De kampeerplek ligt op de helling van een berg, Aan de andere kant van de berg, tien kilometer rijden verder is de receptie waar we onze administratie regelde. Een enorm mooi modern gebouw, ruime zitbanken, uitstekende wifi. Een toeristenwinkel met een restaurant, we drinken er een koffie voordat we naar onze vijfsterren locatie rijden. Verderop liggen er in het park nog een hotel met kamers en lodges. Ook deze liggen verstopt ergens in een ander deel van het bos. We hebben ze niet gezien, te ver. Dit alles is omzoomd met een groot hek, met elektrische bedrading. In dit gebied lopen de kleinere dieren vrij rond.
Rustoord voor roofdieren
Buiten dit gebied is de “danger zone”, een gebied van 200 km – ongeveer net zo groot als de gemeende Amsterdam. Het gebied is eigendom van de “Africat Foundation” wat zich als doel stelt de grote diersoorten in de vrije natuur te beschermen. Er lopen jachtluipaarden, cheeta’s, hyena’s en neushoorns vrij rond. Ze zijn ergens gevangen in Namibië, niet afgeschoten maar hiernaartoe overgeplaatst. Met als doel om ze weer terug te plaatsen. Door educatie proberen ze de bevolking van Namibië te leren deze dieren te accepteren. Eigenlijk identiek aan het wolven probleem in Nederland. Alleen kunnen deze dieren veel meer stuk maken en zijn er ook veel meer als die paar wolven in Nederland. Boeren in Namibië hebben last van deze roofdieren, ze vallen het vee aan en dan niet alleen de schapen. En er is geen vergoeding als het vee wordt aangevallen door een roofdier. Toch komen ze hier in het wild voort.
Bewoners krijgen les over de dieren zodat ze er respect voor hebben en leren hoe ze er mee moeten samenleven. Dieren welke worden gevangen zijn bereiden ze weer voor op hun vrijlating, laten ze wennen aan het hek. En dat doen ze in deze “danger zone”, ze lopen vrij rond, moeten voor hun eigen eten zorgen en worden uiteindelijk weer vrijgelaten. En dit gebied is groot, bijna een derde van Etosha. Van het buitenhek naar het binnen hek is zeker twintig kilometer rijden.
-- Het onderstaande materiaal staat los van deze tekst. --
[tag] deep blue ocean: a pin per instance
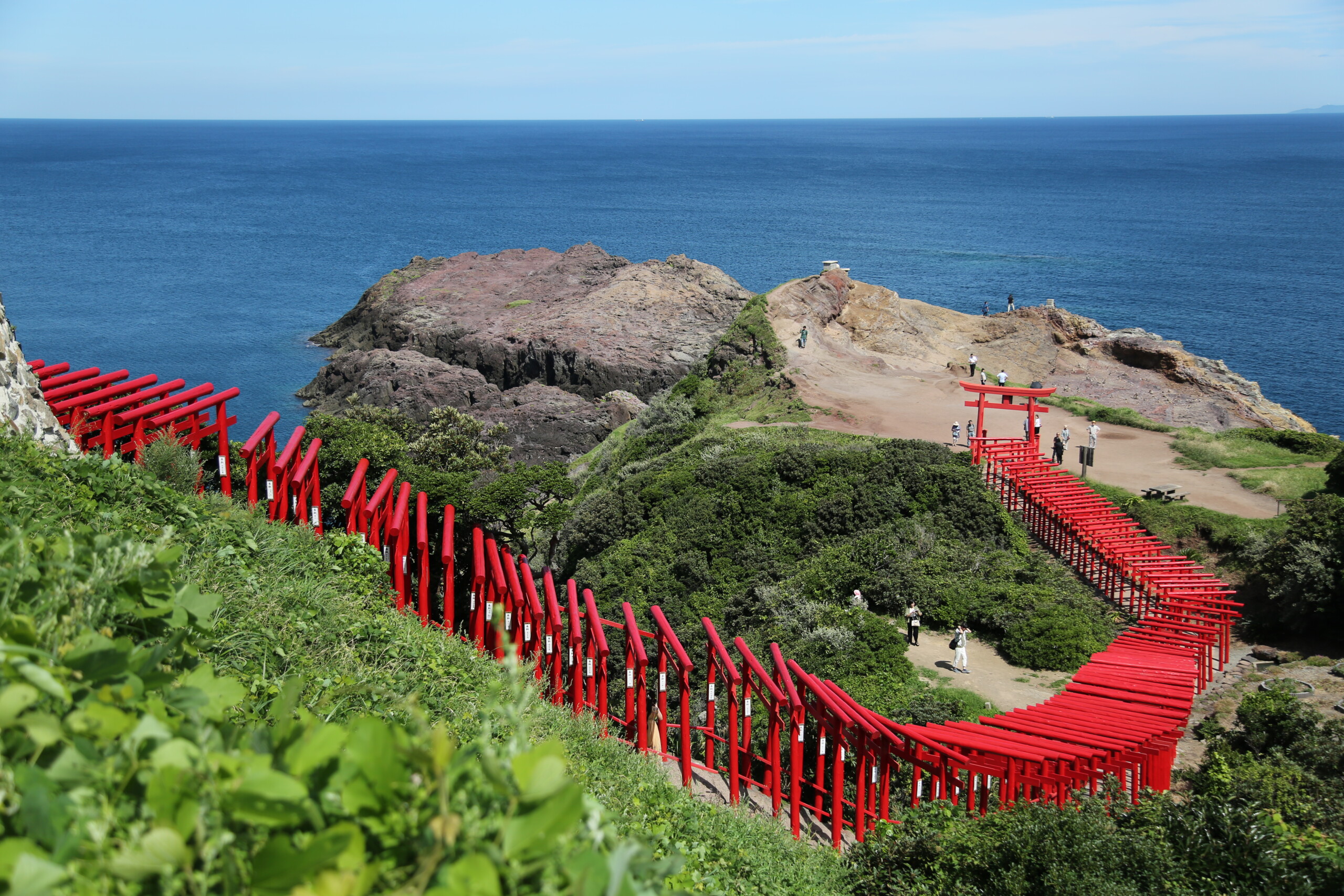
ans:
(213, 250)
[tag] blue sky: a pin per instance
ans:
(644, 59)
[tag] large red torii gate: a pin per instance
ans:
(1007, 395)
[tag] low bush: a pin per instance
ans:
(131, 760)
(300, 609)
(1251, 448)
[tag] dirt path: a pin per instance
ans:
(872, 397)
(992, 678)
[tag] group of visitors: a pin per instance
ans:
(1012, 307)
(959, 638)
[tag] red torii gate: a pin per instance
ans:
(1007, 395)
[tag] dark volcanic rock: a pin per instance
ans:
(406, 381)
(548, 424)
(560, 347)
(584, 321)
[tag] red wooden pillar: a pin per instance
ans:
(449, 561)
(423, 556)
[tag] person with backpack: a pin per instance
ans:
(959, 647)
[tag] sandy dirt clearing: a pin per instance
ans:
(870, 397)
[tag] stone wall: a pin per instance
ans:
(20, 398)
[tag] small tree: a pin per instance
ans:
(526, 503)
(456, 442)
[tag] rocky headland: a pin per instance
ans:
(565, 347)
(562, 347)
(1122, 368)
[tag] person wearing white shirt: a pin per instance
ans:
(959, 657)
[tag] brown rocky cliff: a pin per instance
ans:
(584, 321)
(558, 345)
(1121, 368)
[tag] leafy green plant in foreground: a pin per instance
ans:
(127, 758)
(1092, 410)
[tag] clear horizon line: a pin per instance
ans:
(1198, 114)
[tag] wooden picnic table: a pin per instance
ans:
(1164, 492)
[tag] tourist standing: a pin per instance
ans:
(959, 645)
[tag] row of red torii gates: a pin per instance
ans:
(777, 735)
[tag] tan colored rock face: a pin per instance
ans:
(584, 321)
(560, 347)
(1122, 368)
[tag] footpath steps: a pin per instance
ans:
(762, 727)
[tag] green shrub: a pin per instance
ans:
(1101, 413)
(320, 609)
(174, 464)
(131, 760)
(1249, 448)
(1055, 637)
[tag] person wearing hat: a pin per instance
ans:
(959, 647)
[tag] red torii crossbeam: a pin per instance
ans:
(1007, 400)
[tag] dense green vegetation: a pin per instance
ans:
(1252, 448)
(1284, 483)
(1263, 816)
(194, 698)
(455, 460)
(1288, 570)
(768, 531)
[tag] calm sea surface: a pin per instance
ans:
(212, 250)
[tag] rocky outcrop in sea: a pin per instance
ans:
(562, 347)
(1122, 368)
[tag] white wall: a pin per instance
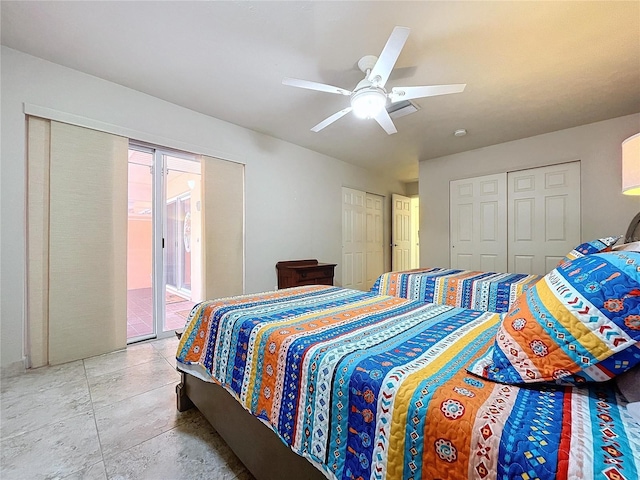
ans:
(293, 195)
(605, 211)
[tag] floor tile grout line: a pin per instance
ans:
(143, 442)
(95, 422)
(155, 352)
(132, 396)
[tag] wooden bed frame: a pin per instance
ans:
(255, 444)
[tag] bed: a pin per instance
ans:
(353, 385)
(488, 291)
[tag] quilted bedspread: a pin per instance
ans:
(374, 387)
(488, 291)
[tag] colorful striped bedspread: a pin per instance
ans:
(375, 387)
(487, 291)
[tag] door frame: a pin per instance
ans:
(159, 171)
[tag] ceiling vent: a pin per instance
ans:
(402, 109)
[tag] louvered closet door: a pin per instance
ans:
(353, 239)
(401, 232)
(375, 241)
(477, 223)
(544, 216)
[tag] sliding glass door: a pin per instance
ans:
(164, 261)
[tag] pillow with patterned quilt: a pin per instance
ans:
(579, 323)
(587, 248)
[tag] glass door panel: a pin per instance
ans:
(182, 240)
(140, 305)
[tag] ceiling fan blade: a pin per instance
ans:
(322, 87)
(407, 93)
(331, 119)
(390, 53)
(384, 120)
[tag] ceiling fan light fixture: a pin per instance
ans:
(368, 102)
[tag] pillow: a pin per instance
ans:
(587, 248)
(579, 323)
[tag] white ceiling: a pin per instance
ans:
(530, 67)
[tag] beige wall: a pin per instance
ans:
(605, 211)
(292, 195)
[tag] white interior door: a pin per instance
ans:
(415, 232)
(478, 227)
(544, 216)
(400, 232)
(353, 239)
(374, 238)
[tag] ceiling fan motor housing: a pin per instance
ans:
(368, 100)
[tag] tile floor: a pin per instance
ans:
(108, 417)
(140, 312)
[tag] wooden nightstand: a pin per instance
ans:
(294, 273)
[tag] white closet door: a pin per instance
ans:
(477, 223)
(87, 243)
(375, 241)
(353, 239)
(400, 233)
(544, 216)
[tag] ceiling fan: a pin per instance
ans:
(369, 98)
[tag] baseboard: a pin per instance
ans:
(13, 369)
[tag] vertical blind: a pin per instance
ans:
(77, 234)
(77, 242)
(223, 227)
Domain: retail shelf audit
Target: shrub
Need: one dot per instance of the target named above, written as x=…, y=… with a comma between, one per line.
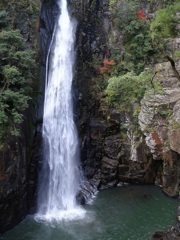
x=126, y=90
x=165, y=23
x=17, y=67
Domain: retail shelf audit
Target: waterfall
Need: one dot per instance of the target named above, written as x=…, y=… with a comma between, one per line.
x=60, y=177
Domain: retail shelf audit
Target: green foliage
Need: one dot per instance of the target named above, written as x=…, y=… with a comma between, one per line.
x=17, y=66
x=3, y=19
x=126, y=90
x=165, y=23
x=139, y=47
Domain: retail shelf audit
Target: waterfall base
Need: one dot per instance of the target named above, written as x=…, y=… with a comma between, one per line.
x=62, y=215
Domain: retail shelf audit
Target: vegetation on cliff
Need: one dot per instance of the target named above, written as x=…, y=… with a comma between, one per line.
x=17, y=64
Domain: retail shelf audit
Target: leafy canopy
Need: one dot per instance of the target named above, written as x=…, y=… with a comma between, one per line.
x=17, y=67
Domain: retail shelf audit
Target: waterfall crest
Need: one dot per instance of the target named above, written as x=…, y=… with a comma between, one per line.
x=60, y=176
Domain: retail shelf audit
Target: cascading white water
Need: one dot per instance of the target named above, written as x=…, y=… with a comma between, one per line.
x=59, y=188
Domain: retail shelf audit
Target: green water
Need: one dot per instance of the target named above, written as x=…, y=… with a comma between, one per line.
x=124, y=213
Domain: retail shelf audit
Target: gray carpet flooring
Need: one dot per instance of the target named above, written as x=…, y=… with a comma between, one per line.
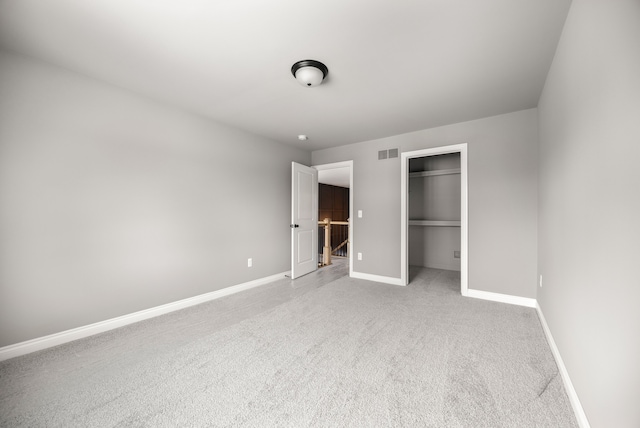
x=323, y=350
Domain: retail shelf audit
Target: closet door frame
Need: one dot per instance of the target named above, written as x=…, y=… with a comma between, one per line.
x=464, y=215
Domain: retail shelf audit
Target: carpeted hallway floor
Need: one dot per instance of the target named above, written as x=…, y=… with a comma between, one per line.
x=323, y=350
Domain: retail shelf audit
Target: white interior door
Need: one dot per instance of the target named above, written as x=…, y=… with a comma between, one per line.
x=304, y=220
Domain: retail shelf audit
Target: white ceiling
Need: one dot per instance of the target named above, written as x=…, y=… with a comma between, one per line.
x=394, y=66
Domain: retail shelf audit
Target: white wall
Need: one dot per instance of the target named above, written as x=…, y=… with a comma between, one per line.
x=111, y=203
x=589, y=229
x=502, y=161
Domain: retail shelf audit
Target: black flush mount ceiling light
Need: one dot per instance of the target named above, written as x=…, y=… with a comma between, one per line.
x=309, y=72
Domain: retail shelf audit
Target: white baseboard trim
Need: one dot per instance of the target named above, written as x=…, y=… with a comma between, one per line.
x=55, y=339
x=581, y=417
x=377, y=278
x=502, y=298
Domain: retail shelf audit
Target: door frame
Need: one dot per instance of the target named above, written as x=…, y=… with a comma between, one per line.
x=464, y=214
x=345, y=164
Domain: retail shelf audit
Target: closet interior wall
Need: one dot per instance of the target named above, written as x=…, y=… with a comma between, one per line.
x=434, y=211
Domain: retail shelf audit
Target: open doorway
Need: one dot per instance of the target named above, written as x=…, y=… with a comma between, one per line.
x=335, y=212
x=431, y=220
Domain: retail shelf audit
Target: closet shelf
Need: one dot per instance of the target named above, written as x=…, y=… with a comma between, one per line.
x=442, y=223
x=434, y=172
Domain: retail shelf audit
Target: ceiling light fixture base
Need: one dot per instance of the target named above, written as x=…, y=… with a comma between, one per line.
x=309, y=72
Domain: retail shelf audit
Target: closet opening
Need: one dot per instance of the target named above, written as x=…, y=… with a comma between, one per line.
x=434, y=211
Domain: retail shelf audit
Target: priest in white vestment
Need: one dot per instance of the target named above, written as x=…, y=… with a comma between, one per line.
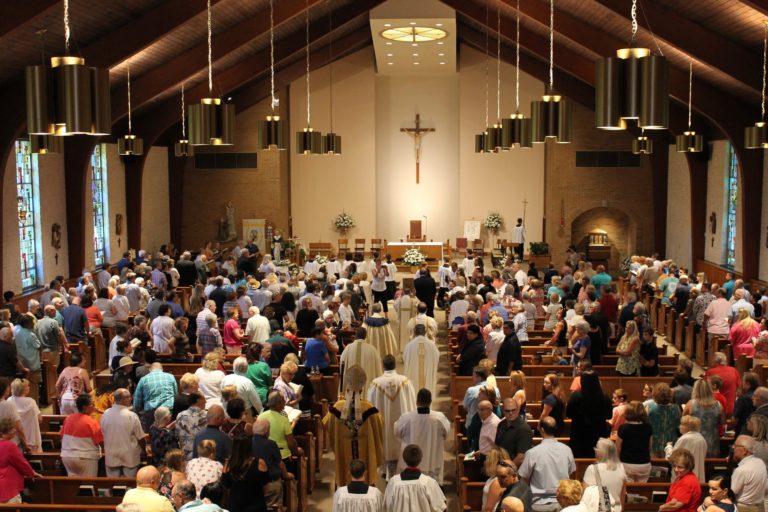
x=393, y=395
x=412, y=490
x=428, y=429
x=380, y=333
x=421, y=358
x=362, y=354
x=405, y=306
x=358, y=496
x=422, y=318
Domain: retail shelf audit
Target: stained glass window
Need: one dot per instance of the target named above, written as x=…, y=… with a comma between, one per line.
x=100, y=205
x=28, y=211
x=732, y=203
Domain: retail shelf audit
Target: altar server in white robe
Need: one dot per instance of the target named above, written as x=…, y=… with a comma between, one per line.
x=393, y=395
x=358, y=496
x=428, y=429
x=421, y=358
x=362, y=354
x=380, y=333
x=312, y=266
x=423, y=319
x=405, y=306
x=412, y=490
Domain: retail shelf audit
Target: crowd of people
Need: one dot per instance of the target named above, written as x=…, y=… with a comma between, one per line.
x=223, y=435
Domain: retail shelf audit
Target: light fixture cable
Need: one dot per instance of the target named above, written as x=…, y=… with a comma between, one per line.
x=308, y=94
x=128, y=67
x=67, y=31
x=517, y=60
x=210, y=52
x=183, y=117
x=551, y=44
x=498, y=63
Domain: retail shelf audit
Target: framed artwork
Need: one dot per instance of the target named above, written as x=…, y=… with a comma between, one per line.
x=255, y=230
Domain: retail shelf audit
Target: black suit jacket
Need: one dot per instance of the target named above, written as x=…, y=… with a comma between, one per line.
x=426, y=289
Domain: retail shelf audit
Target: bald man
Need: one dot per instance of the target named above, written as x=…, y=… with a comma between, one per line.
x=145, y=494
x=216, y=418
x=267, y=453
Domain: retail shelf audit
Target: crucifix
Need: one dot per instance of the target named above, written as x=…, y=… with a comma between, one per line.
x=417, y=133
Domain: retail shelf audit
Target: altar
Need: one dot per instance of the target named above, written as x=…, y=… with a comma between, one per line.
x=432, y=250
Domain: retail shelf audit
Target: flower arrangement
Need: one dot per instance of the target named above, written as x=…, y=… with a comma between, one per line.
x=343, y=222
x=493, y=222
x=413, y=257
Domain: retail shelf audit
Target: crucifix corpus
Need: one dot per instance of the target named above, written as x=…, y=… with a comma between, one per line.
x=417, y=133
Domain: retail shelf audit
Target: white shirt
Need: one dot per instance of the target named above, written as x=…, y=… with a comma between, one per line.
x=245, y=390
x=344, y=501
x=748, y=481
x=257, y=329
x=122, y=431
x=162, y=332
Een aanpak waar Nederland nog veel van kan leren.
Kampvuur met toeschouwers
En we passeren, als welkomstgroet ook zomaar drie neushoorns langs de weg. Ze grazen met geweld en schuren met hun dikke huid tegen een paar rotsblokken. Het lijkt of ook neushoorns jeuk hebben. We kunnen ze bijna zien genieten als ze hun buik over de steen wrijven. Door de achterpoten gezakt en het volle gewicht erop. Een soort knorrend geluid van genot. We kijken rustig toe naar dit prehistorische dier met zijn normale hedendaagse gedrag. Of is het andersom en doen wij gewoon prehistorische dingen als we ons krabben.
Bij vertrek uit Waterberg zat er een aap met zijn baby op een rots vlak voor ons. De moeder vlooide het diertje. Tilde zijn pootje op, maakte zijn voetjes schoon. Ook dat doen we nog steeds, dus hebben we misschien helemaal nog niet zoveel geleerd.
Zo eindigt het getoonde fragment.